Zákas (2006) points out that many authors have dedicated themselves to researching
relevance of the total stretch to be applied so that we can generate any benefit from it. However, some studies indicate that the static technique can also result in acute deficit in the performance of the previously stretched muscle groups (BEHM et al., 2004; MAREK et al., 2005). These findings have led some coaches to discourage the practice of stretching exercises before activities that require significant levels of muscular strength and power (KOKKONEN et al., 1998).
The existence of evidence pointing to the deleterious effects of stretching exercises on muscle performance led researchers to suggest its withdrawal warm-up routines prior to physical exercise (CHURCH, et al., 2001; CORNWELL; NELSON; SIDAWAY 2002 ). However, some studies did not confirm the negative effect of stretching exercises on the responses of muscle strength (ALPKAYA; KOCEJA, 2007; Cramer et al., 2007).
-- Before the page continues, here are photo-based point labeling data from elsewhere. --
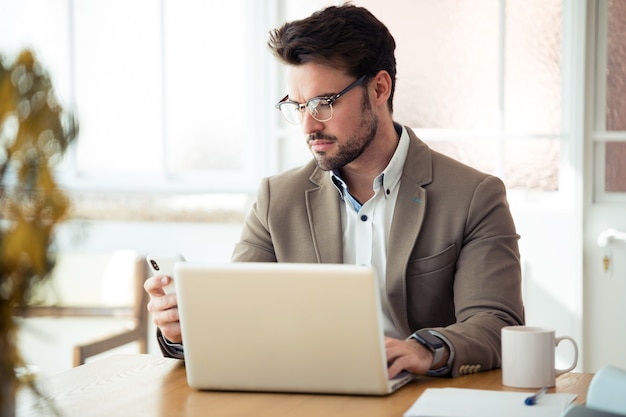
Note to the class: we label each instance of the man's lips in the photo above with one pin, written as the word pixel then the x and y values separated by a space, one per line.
pixel 321 145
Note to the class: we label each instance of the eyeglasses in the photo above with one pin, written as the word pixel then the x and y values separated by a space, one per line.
pixel 321 108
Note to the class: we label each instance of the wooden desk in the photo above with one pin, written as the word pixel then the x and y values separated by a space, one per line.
pixel 148 385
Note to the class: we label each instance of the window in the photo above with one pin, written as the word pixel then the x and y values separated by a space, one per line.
pixel 481 80
pixel 176 96
pixel 609 132
pixel 169 94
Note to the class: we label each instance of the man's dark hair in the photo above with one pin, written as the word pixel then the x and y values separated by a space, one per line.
pixel 346 37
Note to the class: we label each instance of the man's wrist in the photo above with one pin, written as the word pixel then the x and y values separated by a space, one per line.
pixel 439 346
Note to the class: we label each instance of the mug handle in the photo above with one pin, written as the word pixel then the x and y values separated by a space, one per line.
pixel 558 340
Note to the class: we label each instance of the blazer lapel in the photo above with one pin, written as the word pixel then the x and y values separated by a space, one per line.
pixel 405 226
pixel 324 216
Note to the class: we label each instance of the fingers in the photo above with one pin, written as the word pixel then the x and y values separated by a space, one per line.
pixel 163 308
pixel 406 355
pixel 154 285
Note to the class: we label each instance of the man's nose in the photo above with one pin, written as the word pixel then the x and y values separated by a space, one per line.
pixel 310 124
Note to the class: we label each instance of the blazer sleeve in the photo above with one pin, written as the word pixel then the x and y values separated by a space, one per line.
pixel 487 281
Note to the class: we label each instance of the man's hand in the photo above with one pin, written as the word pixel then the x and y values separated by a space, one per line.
pixel 407 355
pixel 164 308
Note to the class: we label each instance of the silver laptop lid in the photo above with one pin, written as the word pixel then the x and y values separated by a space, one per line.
pixel 282 327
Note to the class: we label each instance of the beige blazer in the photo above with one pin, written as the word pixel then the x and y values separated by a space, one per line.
pixel 453 262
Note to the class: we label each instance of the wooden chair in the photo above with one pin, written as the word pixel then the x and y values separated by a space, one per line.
pixel 96 285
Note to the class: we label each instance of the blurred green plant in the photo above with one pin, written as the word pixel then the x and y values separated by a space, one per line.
pixel 34 134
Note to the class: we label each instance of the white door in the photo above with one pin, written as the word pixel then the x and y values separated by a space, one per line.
pixel 604 286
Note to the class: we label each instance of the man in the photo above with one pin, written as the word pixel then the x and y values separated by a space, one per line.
pixel 439 234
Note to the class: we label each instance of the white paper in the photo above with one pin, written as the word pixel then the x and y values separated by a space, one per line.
pixel 462 402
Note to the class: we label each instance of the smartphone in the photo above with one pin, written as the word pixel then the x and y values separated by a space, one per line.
pixel 163 264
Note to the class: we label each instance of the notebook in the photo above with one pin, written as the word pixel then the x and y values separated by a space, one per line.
pixel 283 327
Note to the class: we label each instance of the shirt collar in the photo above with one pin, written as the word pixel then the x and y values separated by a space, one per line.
pixel 390 177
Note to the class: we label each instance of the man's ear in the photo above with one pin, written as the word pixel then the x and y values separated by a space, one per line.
pixel 382 87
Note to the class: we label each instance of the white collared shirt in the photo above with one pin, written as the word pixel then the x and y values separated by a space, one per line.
pixel 366 227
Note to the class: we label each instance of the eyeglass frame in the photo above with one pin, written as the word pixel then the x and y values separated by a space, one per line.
pixel 329 101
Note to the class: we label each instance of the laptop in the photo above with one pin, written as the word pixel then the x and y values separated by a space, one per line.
pixel 283 327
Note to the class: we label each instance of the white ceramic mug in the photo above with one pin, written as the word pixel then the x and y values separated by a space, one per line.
pixel 528 356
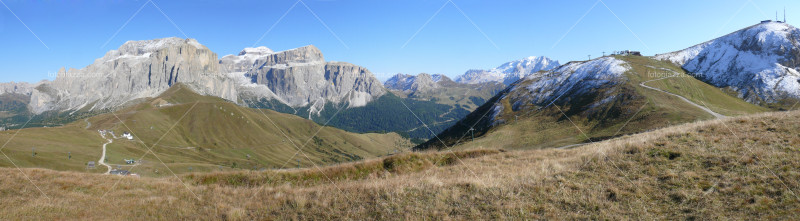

Some studies have reported the relationship between the time of the elongated muscles with the negative effect, however, these studies used longer protocols as those used in gyms and sports preceding (Fowles, SALE AND MACDOUGALL, 2000; WEIR, Tingley AND ELDER, 2005) .
Having this problem in mind Maranho, Dubiela and Fambrini (2012) have broken down individuals trained and untrained training program with weights and used three evaluations: No stretching, 3×20 3×40 seconds, and the 2nd to identify how much would be interesting to apply without losses. In the trained volunteers, the 20-second protocol had no effect on the force while with 40 seconds reduced force levels. Already in untrained subjects, 3×20 protocol increased the strength in the isokinetic test, while 3×40 no effect.
Untrained individuals were more shortened that trained, maybe that can justify the findings as to make the 3×20 seconds of stretching protocol became perfect and thus achieving maximum contraction, and when applied 3×40 seconds on another day passed this stage, with similar effect.
Shortening or lengthening too has a similar effect on the strength, both do not allow for maximum contraction.